On Aug. 23 of that year, Oregon attorney Sharon J. Arkin substituted in as lead appellate counsel, and on Dec. 2—three days before the appellant’s opening brief was due—she sought a stipulation from Ourishian’s counsel that the full transcript be filed. The lawyer declined, and pointed to the failing to set forth the issues on appeal.

Arkin sought leave of Div. Eight to file the entire transcript, which was denied.

It was not until May 20, 2020, on the same day that Movsesian filed his reply brief, that a motion was made asking the court to overlook the noncompliance with Rule 8.130(a)(2).

‘Egregious and Inexcusable’

Bigelow commented:

“Movsesian’s failure to comply with Rule 8.130(a)(2) was egregious and inexcusable. Ourishian’s objection brought the issue to his attention more than a year ago, and only a few days after he filed the deficient designation of record. Movsesian’s excuses for not addressing the issue then—that the attorney who received the objection did not understand the significance of the issue and just assumed another attorney would take care of it—are far from compelling. Indeed, they strain credulity.

“Even if the claims are true, Movsesian nonetheless fails to explain why his lead appellate counsel, Arkin, did not address the issue immediately after it was brought to her attention in December 2019. Nor does he explain why, after the issue was raised for the third time in the respondent’s brief, he waited three additional months to finally address it.”

Contradiction Noted

In seeking to have the rule violation forgiven, Movsesian portrayed the breach as inconsequential because the appeal can be decided on the record that was designated. That, Bigelow said, contradicts the assertion by Arkin in seeking permission to file the full transcript that the “entire transcript is necessary to demonstrate the trial court’s abuse of discretion and resulting prejudice from its denial of the motion for new trial.”

The presiding justice declared:

“For these reasons, we decline to exercise our discretion to overlook Movsesian’s complete failure to comply with Rule 8.130(a)(2). Movsesian, therefore, is precluded from raising any points on appeal.”

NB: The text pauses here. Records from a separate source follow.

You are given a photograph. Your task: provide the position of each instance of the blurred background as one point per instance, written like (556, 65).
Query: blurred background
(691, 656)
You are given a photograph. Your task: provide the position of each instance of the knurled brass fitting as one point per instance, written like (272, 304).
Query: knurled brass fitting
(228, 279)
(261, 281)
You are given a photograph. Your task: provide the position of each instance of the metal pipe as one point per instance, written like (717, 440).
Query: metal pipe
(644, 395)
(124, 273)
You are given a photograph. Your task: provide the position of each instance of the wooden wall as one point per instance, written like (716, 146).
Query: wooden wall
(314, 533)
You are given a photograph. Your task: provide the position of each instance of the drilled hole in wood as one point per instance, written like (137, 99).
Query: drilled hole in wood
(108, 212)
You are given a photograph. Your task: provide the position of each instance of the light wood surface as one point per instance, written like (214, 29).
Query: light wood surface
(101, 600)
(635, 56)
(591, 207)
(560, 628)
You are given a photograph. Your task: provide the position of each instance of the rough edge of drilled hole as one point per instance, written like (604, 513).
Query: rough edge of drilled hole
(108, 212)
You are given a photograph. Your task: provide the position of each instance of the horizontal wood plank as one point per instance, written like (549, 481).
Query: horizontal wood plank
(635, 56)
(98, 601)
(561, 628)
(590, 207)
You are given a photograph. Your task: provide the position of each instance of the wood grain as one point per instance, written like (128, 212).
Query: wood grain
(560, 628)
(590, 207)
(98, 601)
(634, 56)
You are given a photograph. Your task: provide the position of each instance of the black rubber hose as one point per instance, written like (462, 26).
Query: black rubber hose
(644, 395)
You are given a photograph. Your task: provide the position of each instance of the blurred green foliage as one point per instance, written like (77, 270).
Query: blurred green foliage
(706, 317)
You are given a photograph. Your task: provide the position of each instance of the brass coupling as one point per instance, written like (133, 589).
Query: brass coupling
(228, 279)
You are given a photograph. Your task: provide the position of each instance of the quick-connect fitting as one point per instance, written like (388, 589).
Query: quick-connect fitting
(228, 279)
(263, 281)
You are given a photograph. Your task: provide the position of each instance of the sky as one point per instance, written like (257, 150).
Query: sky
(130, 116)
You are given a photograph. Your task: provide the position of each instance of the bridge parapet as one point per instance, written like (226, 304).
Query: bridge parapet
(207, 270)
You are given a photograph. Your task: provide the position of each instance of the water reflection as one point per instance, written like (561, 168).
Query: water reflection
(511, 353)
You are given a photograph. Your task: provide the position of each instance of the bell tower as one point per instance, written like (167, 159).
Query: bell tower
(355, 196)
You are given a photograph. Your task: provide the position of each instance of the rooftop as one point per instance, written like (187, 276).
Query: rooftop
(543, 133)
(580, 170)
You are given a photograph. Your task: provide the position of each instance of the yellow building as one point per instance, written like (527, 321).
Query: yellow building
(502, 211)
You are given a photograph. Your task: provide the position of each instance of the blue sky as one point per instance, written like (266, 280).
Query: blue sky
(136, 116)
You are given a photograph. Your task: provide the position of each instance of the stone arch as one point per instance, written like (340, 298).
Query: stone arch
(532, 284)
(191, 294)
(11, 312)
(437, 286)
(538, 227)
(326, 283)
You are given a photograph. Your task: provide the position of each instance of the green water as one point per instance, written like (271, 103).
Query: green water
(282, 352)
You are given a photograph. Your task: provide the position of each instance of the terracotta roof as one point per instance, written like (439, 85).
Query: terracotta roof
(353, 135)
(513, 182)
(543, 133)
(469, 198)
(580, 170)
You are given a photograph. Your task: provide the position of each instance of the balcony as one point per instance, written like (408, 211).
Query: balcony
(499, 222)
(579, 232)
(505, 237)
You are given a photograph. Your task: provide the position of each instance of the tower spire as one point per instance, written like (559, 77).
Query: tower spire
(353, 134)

She nonetheless examined the contentions, and found each to be unmeritorious.

The opinion affirms the judgment based on a jury award of $44,458.45 to Movsesian—which he proclaimed to be inadequate—and Los Angeles Superior Court Judge Victor E. Chavez’s denial of a motion for a new trial and his award of costs to Ourishian.

She had made two statutory offers of compromise, once in February 2018 for $50,000 and the second in October 2018 for $80,000. Given that Movsesian declined both offers, which were greater than the amount he ultimately recovered at trial, Chavez awarded Ourishian $54,617.42 in costs, pursuant to Code of Civil Procedure §998.

The case is Movsesian v. Ourishian, B296836.

Counsel for Movsesian were Arkin and Dourian, as well as Z. Sondra Derderian, who works for Dourian, of Law Offices of Robert Dourian, and Pasadena attorney Nancy P. Doumanian. Representing Ourishian were Kathryn Albarian and Michael Park of the Glendale firm of Mark R. Weiner & Associates.